Diese Zahlen haben sich in einen Sommer voller Evakuierungen, Vertreibungen und in einigen Gemeinden verheerender Verluste für die First Nations übersetzt. Waldbrände haben mindestens 81 First Nations betroffen und seit dem 1. April 9.131 Menschen aus ihren Gemeinden vertrieben; 2.524 Menschen waren bis Dienstag weiterhin evakuiert. Da Brände Gemeinden von British Columbia bis Ontario bedrohten, haben indigene Führungskräfte Bedenken geäußert über unzureichende Feuerwehrausrüstung, Verzögerungen bei der Nothilfe und die Informationen, die für Evakuierungsentscheidungen verwendet werden.
In Ontario verwüstete ein sich schnell ausbreitendes Feuer im Juli die Namaygoosisagagun First Nation, während die Bewohner mit Booten flohen. Mindestens zwölf First Nations in der Provinz wurden diesen Sommer wegen Waldbränden ganz oder teilweise evakuiert, so die Chiefs of Ontario. Die Organisation fordert eine unabhängige öffentliche Untersuchung dessen, was der regionale Häuptling von Ontario, Abram Benedict, ein „katastrophales und systemisches Versagen“ bei der Reaktion nannte.
Und letzte Woche kämpften die Führer der Kiashke Zaaging Anishinaabek immer noch gegen eine Entscheidung der Regierung von Ontario, die Anordnungen zur Waldbrandbekämpfung und Evakuierung zurückzuziehen, während riesige Brände in der Nähe weiterhin außer Kontrolle waren.
Für die Okanagan Indian Band hat die unmittelbare Gefahr nachgelassen. Das Feuer, das am 31. Juli auf Reservatsland in der Nähe von Vernon, British Columbia, ausbrach, hatte bis Montag etwa 6.550 Acres verbrannt. Es wurde am Wochenende als unter Kontrolle eingestuft, was bedeutet, dass es sich unter den vorherrschenden und vorhergesagten Bedingungen voraussichtlich innerhalb seiner bestehenden Grenzen halten würde. Einige Evakuierungsbefehle wurden inzwischen aufgehoben oder herabgestuft.
Obwohl die Gemeinde vor einem langen Wiederaufbau steht, wird sie „jeden Tag stärker“, sagte Wilson letzte Woche. „Wir halten durch. Wir sind sehr widerstandsfähig. Wir haben eine lange Geschichte – wir sind seit 10.000 Jahren hier.“
Wilson lobte die Feuerwehrleute der Band, die als erste am Tatort waren und Seite an Seite mit den provinziellen Waldbrandteams arbeiteten. „Sie sind über sich hinausgewachsen.
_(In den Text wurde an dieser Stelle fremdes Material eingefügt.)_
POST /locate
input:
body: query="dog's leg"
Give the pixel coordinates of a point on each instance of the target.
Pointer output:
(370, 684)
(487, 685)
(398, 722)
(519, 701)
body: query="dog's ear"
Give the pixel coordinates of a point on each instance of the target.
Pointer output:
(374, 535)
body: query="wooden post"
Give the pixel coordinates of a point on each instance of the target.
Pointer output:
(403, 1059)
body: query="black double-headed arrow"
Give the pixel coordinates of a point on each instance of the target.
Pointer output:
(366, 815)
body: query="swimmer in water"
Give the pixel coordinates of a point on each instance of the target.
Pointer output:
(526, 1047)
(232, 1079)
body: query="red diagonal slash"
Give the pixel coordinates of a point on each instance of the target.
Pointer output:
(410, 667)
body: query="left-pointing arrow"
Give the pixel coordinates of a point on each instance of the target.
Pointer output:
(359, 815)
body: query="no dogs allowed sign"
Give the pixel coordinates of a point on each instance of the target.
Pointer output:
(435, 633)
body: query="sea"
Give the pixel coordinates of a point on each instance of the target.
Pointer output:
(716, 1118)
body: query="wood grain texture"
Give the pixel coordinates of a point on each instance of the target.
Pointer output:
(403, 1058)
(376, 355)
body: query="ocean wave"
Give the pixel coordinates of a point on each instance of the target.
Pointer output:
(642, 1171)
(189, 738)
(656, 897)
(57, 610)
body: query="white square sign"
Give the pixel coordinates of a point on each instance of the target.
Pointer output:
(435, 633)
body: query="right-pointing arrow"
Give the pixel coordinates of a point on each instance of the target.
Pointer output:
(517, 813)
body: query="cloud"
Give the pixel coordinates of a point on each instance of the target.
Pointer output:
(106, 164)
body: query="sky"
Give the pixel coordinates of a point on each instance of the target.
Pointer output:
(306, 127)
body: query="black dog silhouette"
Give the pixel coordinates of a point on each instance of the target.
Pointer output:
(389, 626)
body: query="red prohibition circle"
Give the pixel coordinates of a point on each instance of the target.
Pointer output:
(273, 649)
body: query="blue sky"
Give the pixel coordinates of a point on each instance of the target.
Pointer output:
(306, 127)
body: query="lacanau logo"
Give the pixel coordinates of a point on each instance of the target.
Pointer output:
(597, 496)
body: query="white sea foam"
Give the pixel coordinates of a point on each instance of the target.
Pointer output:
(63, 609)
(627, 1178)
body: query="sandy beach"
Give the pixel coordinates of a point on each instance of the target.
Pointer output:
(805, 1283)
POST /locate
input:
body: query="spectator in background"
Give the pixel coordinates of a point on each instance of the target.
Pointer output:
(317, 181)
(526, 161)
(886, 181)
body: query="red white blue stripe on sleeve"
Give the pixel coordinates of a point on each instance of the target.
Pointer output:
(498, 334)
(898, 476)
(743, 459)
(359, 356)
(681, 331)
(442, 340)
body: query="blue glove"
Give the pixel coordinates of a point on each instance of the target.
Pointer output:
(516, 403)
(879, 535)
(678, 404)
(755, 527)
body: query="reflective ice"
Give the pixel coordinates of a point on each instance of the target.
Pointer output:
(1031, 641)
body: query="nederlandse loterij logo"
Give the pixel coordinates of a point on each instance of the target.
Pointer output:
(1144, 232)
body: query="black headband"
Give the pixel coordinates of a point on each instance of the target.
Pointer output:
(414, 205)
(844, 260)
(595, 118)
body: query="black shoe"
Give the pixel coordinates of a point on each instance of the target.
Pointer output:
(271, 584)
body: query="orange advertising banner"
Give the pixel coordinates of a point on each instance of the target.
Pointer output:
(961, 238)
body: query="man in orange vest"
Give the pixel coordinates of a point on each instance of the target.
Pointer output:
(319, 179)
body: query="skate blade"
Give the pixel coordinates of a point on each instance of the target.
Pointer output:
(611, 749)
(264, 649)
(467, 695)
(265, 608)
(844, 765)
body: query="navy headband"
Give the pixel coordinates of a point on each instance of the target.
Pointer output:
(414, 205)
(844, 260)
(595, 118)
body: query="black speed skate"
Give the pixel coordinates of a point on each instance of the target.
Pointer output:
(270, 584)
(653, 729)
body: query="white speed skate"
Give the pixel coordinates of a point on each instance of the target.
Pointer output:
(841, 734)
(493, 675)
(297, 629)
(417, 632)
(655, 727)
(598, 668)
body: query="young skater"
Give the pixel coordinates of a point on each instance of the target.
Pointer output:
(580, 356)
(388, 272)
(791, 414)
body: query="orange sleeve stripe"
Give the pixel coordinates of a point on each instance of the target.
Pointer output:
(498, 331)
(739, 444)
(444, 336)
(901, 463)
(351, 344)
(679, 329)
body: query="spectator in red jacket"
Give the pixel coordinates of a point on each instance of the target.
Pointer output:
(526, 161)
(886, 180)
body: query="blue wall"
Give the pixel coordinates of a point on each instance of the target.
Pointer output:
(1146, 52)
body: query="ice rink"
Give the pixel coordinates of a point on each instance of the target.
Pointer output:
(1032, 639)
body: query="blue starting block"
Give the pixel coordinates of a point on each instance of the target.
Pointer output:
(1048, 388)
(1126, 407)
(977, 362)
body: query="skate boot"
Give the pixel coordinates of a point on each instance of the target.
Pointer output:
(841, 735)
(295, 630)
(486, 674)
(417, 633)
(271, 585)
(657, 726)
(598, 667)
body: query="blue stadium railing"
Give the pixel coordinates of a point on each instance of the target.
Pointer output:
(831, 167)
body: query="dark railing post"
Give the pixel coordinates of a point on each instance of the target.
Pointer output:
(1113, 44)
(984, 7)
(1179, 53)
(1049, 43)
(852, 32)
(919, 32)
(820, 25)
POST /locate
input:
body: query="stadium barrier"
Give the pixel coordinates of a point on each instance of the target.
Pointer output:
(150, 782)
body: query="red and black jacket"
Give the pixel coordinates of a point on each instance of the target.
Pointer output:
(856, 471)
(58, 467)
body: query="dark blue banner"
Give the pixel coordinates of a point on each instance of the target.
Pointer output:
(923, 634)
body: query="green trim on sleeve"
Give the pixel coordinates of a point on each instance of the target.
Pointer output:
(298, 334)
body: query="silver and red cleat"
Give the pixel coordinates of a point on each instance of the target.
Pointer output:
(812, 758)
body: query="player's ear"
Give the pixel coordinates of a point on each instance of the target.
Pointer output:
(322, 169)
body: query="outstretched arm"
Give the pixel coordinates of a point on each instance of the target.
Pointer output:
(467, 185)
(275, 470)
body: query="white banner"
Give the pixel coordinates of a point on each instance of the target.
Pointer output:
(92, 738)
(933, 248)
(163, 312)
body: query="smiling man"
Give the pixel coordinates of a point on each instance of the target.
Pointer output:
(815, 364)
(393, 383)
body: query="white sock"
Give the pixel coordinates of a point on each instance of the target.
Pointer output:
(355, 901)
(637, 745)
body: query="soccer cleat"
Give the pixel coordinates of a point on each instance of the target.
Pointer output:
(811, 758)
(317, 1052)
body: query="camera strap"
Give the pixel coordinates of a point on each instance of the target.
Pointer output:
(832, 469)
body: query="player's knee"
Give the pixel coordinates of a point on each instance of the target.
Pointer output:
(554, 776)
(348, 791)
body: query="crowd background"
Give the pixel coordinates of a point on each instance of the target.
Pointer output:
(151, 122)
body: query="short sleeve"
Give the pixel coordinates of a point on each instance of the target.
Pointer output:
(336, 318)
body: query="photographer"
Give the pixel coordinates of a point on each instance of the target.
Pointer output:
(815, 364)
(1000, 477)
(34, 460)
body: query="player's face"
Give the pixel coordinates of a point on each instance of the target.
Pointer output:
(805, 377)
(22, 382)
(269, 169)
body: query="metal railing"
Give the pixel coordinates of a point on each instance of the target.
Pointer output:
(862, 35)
Ich kann nicht genug sagen“, sagte er.
Wilson sagte, die Feuerwehr der Band, die aus etwa 30 ausgebildeten Feuerwehrleuten besteht, sei nur mit einem Feuerwehrauto ausgestattet, das für Gebäudebrände ausgelegt sei. „Wenn wir ein richtiges Waldbrandbekämpfungsfahrzeug hätten, das in der Lage ist, unwegsames Gelände zu erreichen … mir wurde gesagt, dass unsere Ersthelfer das Feuer sofort hätten löschen können, wenn wir diese Ausrüstung hätten“, sagte er.
Er sagte, diese Sorge sei an Mandy Gull-Masty, die Bundesministerin für indigene Dienste, weitergeleitet worden.
Wilson bemerkte, dass der eine Lichtblick bei der Hubschrauberbesichtigung war, den Komasket Powwow-Arbor-Platz zu sehen – sowie die nahe gelegene Kindertagesstätte und die Nk̓maplqs Iʔ Snm̓am̓ay̓aʔtn Iʔ K̓l Sqilxʷtət Cultural Immersion School – unversehrt vom Feuer.
Die Katastrophe ereignet sich fünf Jahre nach dem Whiterock Lake Waldbrand, der zehn Häuser von Mitgliedern der Okanagan Indian Band zerstörte und die Gemeinde für Wochen vertrieb.
Für Gemeinden, die diesen Sommer mit Bränden konfrontiert sind, gehen die Herausforderungen über das Entkommen aus den Flammen hinaus. Die Verwüstung von Namaygoosisagagun, auch bekannt als Collins First Nation, hat Fragen über die Angemessenheit der Reaktion aufgeworfen.